— -- A Florida woman discovered an alligator missing the top half of its snout in Lake Hancock in Lakeland, Florida.
Myra Evers photographed the gator Monday after seeing it swimming in the marsh while she was biking on a nearby trail. Its bottom jaw and teeth and can be seen peeking above the water's surface in the photo.
"The alligator looked really horrible like he couldn't eat anything," Evers told ABC News today. "I couldn't sleep last night thinking about it."
The Florida Fish and Wildlife Commission (FCC) in Lakeland says that such an injury is unfortunately not uncommon.
"This kind of injury usually happens when alligators fight with each other, mostly for territorial or cannibalistic reasons," FCC spokesman Gary Morse told ABC News today. "They tend to get aggressive toward one another, particularly males during mating season, which runs from the end of March to the beginning of June."
Morse added that "the state of Florida doesn't provide funding or facilities" for the rehabilitation of alligators because the species isn't endangered based on its population.
"There are over one million adult alligators in Florida," he said. "Rescuing this alligator would also be very dangerous, and there's nothing that can really be done to nurse back a missing jaw. The gator could be taken elsewhere to an alligator facility or farm, but it'd probably have to be euthanized and then processed for its meat and hide."

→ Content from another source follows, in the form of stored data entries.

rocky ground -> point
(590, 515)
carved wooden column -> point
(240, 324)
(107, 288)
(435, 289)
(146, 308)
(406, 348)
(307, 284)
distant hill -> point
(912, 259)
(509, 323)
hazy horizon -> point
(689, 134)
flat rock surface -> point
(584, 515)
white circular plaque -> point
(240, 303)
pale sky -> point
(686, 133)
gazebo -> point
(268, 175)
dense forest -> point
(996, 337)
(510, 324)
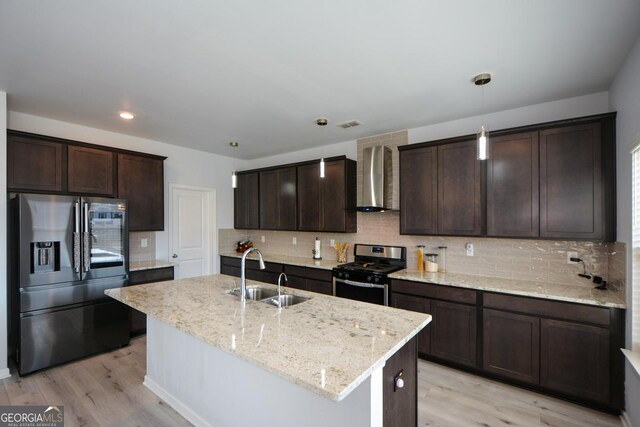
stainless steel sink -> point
(255, 293)
(284, 300)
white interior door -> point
(192, 219)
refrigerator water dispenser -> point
(44, 257)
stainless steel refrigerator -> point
(64, 251)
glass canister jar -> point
(442, 261)
(431, 263)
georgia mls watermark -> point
(31, 416)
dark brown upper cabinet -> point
(512, 186)
(90, 170)
(419, 191)
(459, 190)
(571, 185)
(246, 201)
(35, 164)
(141, 183)
(440, 191)
(278, 199)
(327, 204)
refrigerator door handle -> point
(76, 238)
(86, 259)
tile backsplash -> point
(539, 260)
(136, 252)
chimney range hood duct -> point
(377, 179)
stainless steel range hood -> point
(377, 179)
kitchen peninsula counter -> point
(329, 346)
(586, 294)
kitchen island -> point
(317, 363)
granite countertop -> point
(571, 293)
(325, 264)
(150, 265)
(328, 345)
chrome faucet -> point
(286, 280)
(243, 279)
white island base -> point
(211, 387)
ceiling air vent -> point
(349, 124)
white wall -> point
(579, 106)
(183, 166)
(4, 371)
(625, 98)
(347, 148)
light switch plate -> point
(469, 247)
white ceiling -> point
(201, 73)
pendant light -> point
(322, 121)
(483, 145)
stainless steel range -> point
(366, 279)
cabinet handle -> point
(398, 382)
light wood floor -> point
(107, 390)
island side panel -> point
(214, 388)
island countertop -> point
(328, 345)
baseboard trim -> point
(5, 373)
(178, 406)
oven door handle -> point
(361, 284)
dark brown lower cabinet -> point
(309, 279)
(401, 404)
(454, 332)
(421, 305)
(511, 344)
(564, 349)
(575, 359)
(139, 277)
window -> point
(635, 254)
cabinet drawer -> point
(543, 308)
(147, 276)
(230, 261)
(309, 273)
(447, 293)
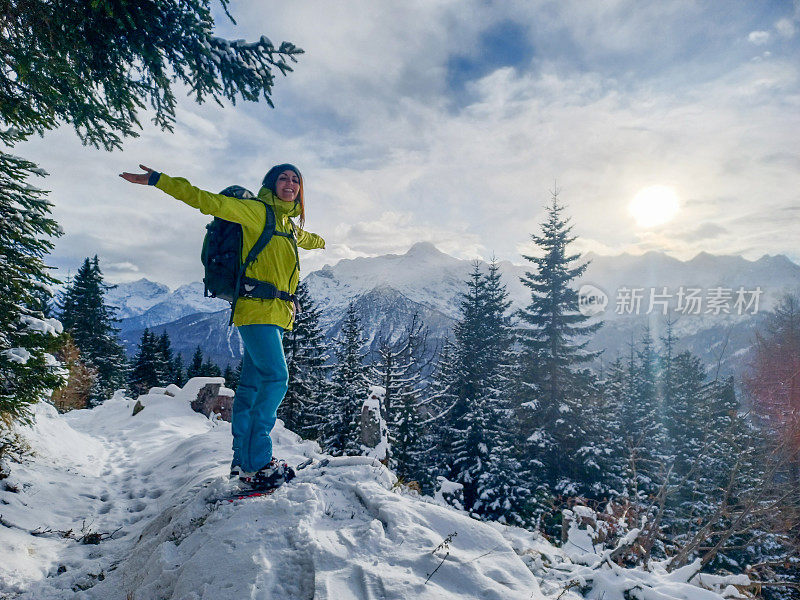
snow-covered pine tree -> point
(195, 368)
(553, 337)
(92, 324)
(648, 448)
(466, 436)
(165, 360)
(306, 354)
(341, 410)
(210, 369)
(177, 370)
(26, 340)
(52, 76)
(144, 373)
(98, 83)
(503, 493)
(75, 394)
(399, 371)
(476, 438)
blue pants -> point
(262, 386)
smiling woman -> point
(654, 205)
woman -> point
(261, 322)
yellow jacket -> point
(275, 264)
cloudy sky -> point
(452, 121)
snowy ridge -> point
(147, 485)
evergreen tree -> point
(552, 389)
(210, 369)
(306, 354)
(91, 323)
(165, 360)
(75, 394)
(195, 368)
(25, 338)
(93, 66)
(96, 66)
(502, 491)
(341, 411)
(478, 442)
(398, 372)
(554, 325)
(177, 370)
(145, 372)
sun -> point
(654, 205)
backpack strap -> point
(261, 243)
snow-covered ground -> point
(144, 488)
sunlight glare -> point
(654, 205)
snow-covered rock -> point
(115, 507)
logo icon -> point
(591, 300)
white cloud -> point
(759, 38)
(785, 28)
(390, 159)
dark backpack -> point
(222, 257)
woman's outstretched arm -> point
(141, 178)
(249, 213)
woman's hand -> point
(138, 177)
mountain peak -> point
(423, 248)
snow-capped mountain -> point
(134, 298)
(184, 301)
(388, 290)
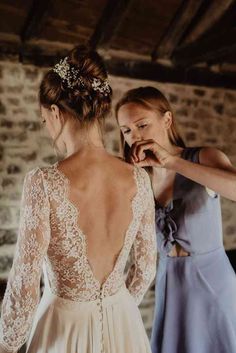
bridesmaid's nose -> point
(135, 136)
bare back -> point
(102, 190)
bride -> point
(80, 220)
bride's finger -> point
(142, 150)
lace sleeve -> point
(23, 287)
(144, 250)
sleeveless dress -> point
(76, 314)
(195, 308)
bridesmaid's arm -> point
(215, 171)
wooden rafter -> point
(177, 28)
(129, 68)
(35, 19)
(208, 49)
(215, 11)
(109, 23)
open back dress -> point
(76, 313)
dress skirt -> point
(109, 325)
(195, 305)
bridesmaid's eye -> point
(142, 126)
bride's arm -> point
(23, 287)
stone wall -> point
(205, 117)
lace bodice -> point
(49, 234)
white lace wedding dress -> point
(75, 314)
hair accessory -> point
(70, 75)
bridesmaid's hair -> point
(81, 101)
(152, 99)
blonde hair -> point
(152, 99)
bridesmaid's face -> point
(138, 123)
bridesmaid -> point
(195, 309)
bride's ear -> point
(168, 119)
(57, 114)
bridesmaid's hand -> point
(148, 153)
(3, 350)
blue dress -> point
(195, 309)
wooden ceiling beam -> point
(215, 11)
(35, 19)
(108, 24)
(209, 49)
(142, 70)
(182, 19)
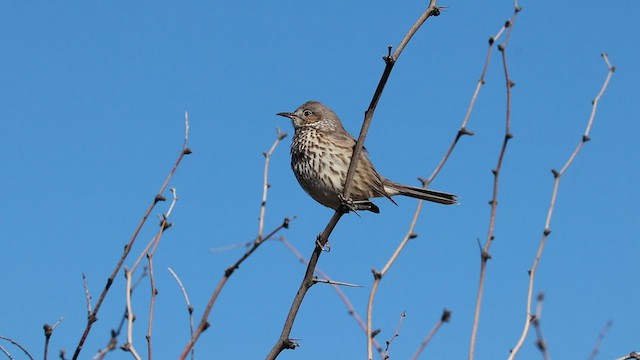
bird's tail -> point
(393, 188)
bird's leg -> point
(326, 247)
(347, 205)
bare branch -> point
(446, 316)
(352, 311)
(547, 226)
(541, 344)
(603, 332)
(395, 334)
(128, 346)
(265, 184)
(283, 341)
(485, 254)
(48, 331)
(24, 350)
(204, 323)
(189, 306)
(93, 317)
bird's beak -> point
(289, 115)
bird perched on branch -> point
(320, 155)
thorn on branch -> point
(289, 344)
(388, 59)
(376, 274)
(464, 131)
(165, 225)
(446, 315)
(485, 256)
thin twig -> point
(152, 303)
(547, 226)
(87, 294)
(48, 331)
(112, 344)
(284, 342)
(541, 344)
(352, 311)
(395, 334)
(485, 254)
(265, 184)
(93, 317)
(463, 130)
(631, 355)
(189, 306)
(446, 316)
(596, 347)
(336, 283)
(24, 350)
(128, 346)
(204, 323)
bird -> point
(321, 151)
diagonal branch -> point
(204, 323)
(284, 342)
(93, 317)
(556, 183)
(485, 255)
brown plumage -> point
(320, 155)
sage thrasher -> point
(320, 156)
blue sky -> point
(93, 97)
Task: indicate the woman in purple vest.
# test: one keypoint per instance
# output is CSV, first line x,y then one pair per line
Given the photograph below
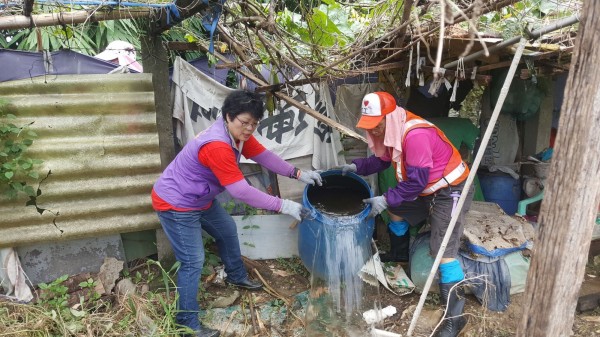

Morse explained that the best thing the commission could be do for the gator was to hope that it could make it on its own, allowing nature to take its natural course.
"Again, we've seen these kinds of injuries before -- parts of tails missing, parts of legs missing, parts of snouts missing," he said. "Injuries happen to all sorts of wildlife and when dealing with nature, the laws of nature are not always kind. We can feel for these animals, but there are unfortunately times when there is nothing you can really do to help."